Today I wanted to talk about something that is always on my mind, and that bothers me a lot of the time. This is the insecurities of being a small blogger. I started this blog at the end of Summer, and I am honestly very shocked with how much it has grown and evolved over the past few months. Still, I have many insecurities about my Blog.
Who doesn’t always strive for greatness? I sometimes become so overwhelmed as I scroll through some of my favorite blogs and think, God, mine looks so mediocre compared to theirs. No, Skylar, this is not the kind of Thoughts you should be having. The truth is, I am not rich, I am not a “huge” blogger yet, and I try my best to accept that. I will eventually go self hosted, but for now, WordPress.com it is for me. I’m not ashamed of that. My blog has grown so much, even if it is considered a little bit, but I’m getting there.
I can’t afford the beautiful themes on PipDig, mainly because I am a very cheap person myself, and I prefer saving my money on trips I long to go on!
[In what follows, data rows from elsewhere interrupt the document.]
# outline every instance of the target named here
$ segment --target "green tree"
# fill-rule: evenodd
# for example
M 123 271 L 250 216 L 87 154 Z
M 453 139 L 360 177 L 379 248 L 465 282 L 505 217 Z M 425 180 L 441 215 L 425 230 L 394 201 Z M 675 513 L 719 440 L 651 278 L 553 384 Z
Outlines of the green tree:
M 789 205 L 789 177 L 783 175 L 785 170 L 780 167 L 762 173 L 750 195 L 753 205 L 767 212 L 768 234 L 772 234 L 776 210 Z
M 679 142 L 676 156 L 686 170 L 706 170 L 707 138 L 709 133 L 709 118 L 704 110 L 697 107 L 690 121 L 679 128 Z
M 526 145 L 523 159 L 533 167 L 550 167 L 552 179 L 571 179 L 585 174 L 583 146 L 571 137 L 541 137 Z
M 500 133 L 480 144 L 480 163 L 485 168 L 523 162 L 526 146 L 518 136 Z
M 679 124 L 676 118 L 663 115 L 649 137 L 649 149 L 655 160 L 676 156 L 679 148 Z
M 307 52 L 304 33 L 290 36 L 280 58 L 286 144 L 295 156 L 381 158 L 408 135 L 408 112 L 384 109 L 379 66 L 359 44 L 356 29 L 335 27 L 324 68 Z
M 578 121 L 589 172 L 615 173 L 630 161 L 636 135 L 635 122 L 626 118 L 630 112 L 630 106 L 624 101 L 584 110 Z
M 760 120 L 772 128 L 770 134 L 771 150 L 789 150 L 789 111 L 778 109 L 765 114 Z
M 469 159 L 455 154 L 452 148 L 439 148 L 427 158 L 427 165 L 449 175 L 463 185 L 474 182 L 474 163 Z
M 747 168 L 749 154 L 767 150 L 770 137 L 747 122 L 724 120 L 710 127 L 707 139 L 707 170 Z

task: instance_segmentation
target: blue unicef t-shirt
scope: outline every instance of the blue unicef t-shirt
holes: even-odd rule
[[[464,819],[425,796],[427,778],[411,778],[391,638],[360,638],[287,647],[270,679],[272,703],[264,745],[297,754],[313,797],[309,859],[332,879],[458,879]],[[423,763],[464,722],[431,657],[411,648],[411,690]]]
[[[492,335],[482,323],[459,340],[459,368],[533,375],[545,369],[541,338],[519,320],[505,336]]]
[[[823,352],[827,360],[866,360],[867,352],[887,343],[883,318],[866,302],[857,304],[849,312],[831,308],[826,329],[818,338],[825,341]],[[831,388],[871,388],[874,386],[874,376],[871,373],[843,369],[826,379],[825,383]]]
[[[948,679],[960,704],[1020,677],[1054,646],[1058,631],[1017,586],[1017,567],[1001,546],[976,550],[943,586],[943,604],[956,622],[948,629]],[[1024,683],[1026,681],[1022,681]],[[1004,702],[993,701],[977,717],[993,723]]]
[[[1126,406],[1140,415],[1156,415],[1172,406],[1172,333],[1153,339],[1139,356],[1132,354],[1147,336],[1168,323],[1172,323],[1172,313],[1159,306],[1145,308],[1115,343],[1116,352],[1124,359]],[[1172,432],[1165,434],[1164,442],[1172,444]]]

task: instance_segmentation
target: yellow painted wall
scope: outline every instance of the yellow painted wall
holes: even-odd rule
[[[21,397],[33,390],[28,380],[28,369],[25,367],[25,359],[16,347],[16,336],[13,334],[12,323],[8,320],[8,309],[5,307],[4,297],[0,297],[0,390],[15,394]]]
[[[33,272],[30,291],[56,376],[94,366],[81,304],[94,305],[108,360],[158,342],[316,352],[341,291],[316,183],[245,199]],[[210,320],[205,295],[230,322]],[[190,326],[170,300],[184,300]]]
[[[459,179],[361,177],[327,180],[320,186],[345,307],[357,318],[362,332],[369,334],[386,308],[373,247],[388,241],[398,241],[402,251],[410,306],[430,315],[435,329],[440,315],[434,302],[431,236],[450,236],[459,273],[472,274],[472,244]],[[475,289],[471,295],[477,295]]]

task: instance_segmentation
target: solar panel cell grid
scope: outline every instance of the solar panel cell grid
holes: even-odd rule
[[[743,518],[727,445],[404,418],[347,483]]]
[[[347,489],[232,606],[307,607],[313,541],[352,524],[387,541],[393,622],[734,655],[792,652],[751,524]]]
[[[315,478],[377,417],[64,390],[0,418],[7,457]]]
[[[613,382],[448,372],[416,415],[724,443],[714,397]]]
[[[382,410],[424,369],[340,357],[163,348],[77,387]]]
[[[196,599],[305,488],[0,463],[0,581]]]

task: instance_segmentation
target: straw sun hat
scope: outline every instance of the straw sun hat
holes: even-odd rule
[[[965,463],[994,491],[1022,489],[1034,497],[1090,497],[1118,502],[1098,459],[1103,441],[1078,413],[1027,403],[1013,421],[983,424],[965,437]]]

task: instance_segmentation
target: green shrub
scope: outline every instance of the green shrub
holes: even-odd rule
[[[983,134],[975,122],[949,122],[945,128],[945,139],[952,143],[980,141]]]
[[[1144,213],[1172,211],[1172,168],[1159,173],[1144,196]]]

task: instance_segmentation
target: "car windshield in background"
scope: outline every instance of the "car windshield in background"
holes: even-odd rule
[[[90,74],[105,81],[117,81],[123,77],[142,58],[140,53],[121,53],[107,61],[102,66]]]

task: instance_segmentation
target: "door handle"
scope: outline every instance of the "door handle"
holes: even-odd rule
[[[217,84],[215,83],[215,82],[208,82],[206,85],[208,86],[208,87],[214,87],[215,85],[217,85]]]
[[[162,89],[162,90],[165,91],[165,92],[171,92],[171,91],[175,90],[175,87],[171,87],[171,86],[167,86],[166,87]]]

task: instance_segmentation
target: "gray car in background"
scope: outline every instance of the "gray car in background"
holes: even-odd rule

Although, if my Blog does get a few thousand followers, I think that would be the most appropriate time to invest. Right now, I have never invested a penny in this blog, and I think that’s ok. Every small blogger probably feels this way, is there any blogger who started out with the best theme and best content? Probably not. We all grow in time, I know my content has really improved since my first posts.
In all honestly, I love my blog because it is a place where I can express myself, and have an audience that (might) care! It doesn’t matter yet if I have the greatest looking blog on the internet, I am more in focus of my content as of now. These posts I’ve written so far, I’m proud of, because I’m only learning as I go along. I truly have learned so much about blogging and the blogging community in these past months. Which, shoutout to that amazing blogging community on Twitter, I am very thankful for everyone on there.
I will improve, I will be the best I can be, even if that means a little and cute blog. Thank you for reading what I have to say, I truly appreciate it.